MCLEAN, Va. — Virginia's gubernatorial candidates had their first debate in front of a statewide audience Wednesday night and spent most of it rehashing the familiar attacks they've spent millions of dollars broadcasting all summer long.
The stakes were especially high for Republican Attorney General Ken Cuccinelli, who entered the televised debate trailing Democrat Terry McAuliffe. He sought during the hour-long appearance to portray McAuliffe as a Democratic Party insider with no elective experience who throws around buzz words like "jobs" and "bipartisanship" without the knowledge of state government to back it up.
"I'm the only candidate with a plan to create jobs other than to say the word 'jobs' repeatedly," Cuccinelli said.
McAuliffe — who leads among women voters by as much as 24 percentage points — continued to pressure Cuccinelli on social issues while promising to be a uniter in office.
He also sought to distance himself from the Washington political scene where he made a living as a Democratic Party chairman and top fundraiser for former President Bill Clinton.
"I think it's a disgrace what's going on in Washington," McAuliffe said. "I place a pox on everyone's house."
The debate was just the second — and next to last — in a long and heated campaign in which polls show that months of attack ads have actually reduced both candidates' likability among voters.
Debate moderator Chuck Todd, of MSNBC, launched the debate by asking both candidates to respond to the way their opponent has portrayed them in those ad barrages. McAuliffe, portrayed as a well-connected political opportunist, pointed to a long career in the private sector. Cuccinelli, portrayed by McAuliffe as a conservative extremist, said he has proven himself in office to be someone who fight for all Virginians.
The two candidates sparred over everything from whether to expand Medicaid in Virginia in accordance with President Obama's health care reforms to whether the Washington Redskins should change their name.
On Medicaid, McAuliffe has lobbied hard for the expansion, billing it as a revenue generator for the state that can fund programs like pre-K education. Cuccinelli ridiculed the notion that Medicaid expansion could be a "funding mechanism for everything [McAuliffe] wants."
Neither Cuccinelli nor McAuliffe would push the Redskins to change their name.
When asked if Virginia schools should be allowed to open before Labor Day, a perennial issue for state politicians, McAuliffe said he would not grant schools exemptions, indicating it would hurt a tourism industry that relies on late-summer family vacations and young student employees.
"The tourism business is too important," McAuliffe said.
Cuccinelli quickly took the opposite position. "Children outrank tourism," he said.
Neither candidate veered far from their planned talking points.
McAuliffe often alluded to his Republican backers and name-dropped popular Democratic U.S. Senator Mark Warner, while Cuccinelli frequently touted his endorsement from an influential Northern Virginia business group. Both sides are closely monitoring how event sponsor Fairfax Chamber of Commerce will weigh in on the race later this week.
With just over a month to go, Cuccinelli faced the daunting task of shifting the dynamics of the race with his performance in the debate, a task he later admitted was difficult in a short debate where candidates had little time to talk on each issue.
His strongest moment came late in the debate when the candidates were asked if they would use the office to advocate for gay marriage. McAuliffe said he was ready to sign legislation that would give same-sex couples those rights. Cuccinelli, while defending his opposition of gay marriage, quickly noted that it would take a constitutional amendment to change Virginia law, which the governor does not sign.

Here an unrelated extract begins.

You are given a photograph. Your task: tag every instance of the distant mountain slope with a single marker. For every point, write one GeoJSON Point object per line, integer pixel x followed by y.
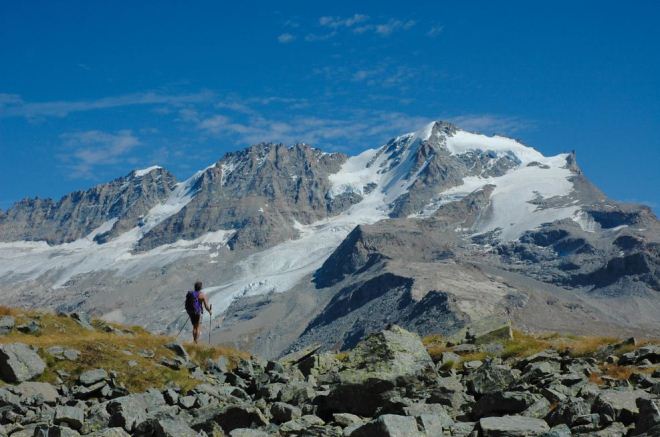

That played into a narrative Cuccinelli continues to emphasize, one that insists McAuliffe doesn't have a grasp of state government.
"He seems to think he gets to decide which laws and which parts of the Virginia Constitution you have to defend," Cuccinelli said.
McAuliffe managed to avoid a major blunder and continued his appeals to female voters skeptical of Cuccinelli.
"There are consequences to this mean-spirited attack on women's health, on gay Virginians," McAuliffe said.
McAuliffe and Cuccinelli will debate for a third and final time Oct. 24 at Virginia Tech. Libertarian candidate Robert Sarvis, who attended the debate but wasn't allowed to participate. Sarvis aired a commercial during an intermission chastising both candidates as undesirable and may get to participate in the next debate if he retains his 10 percent share of the vote. That could shake up this hard-fought race late in the game.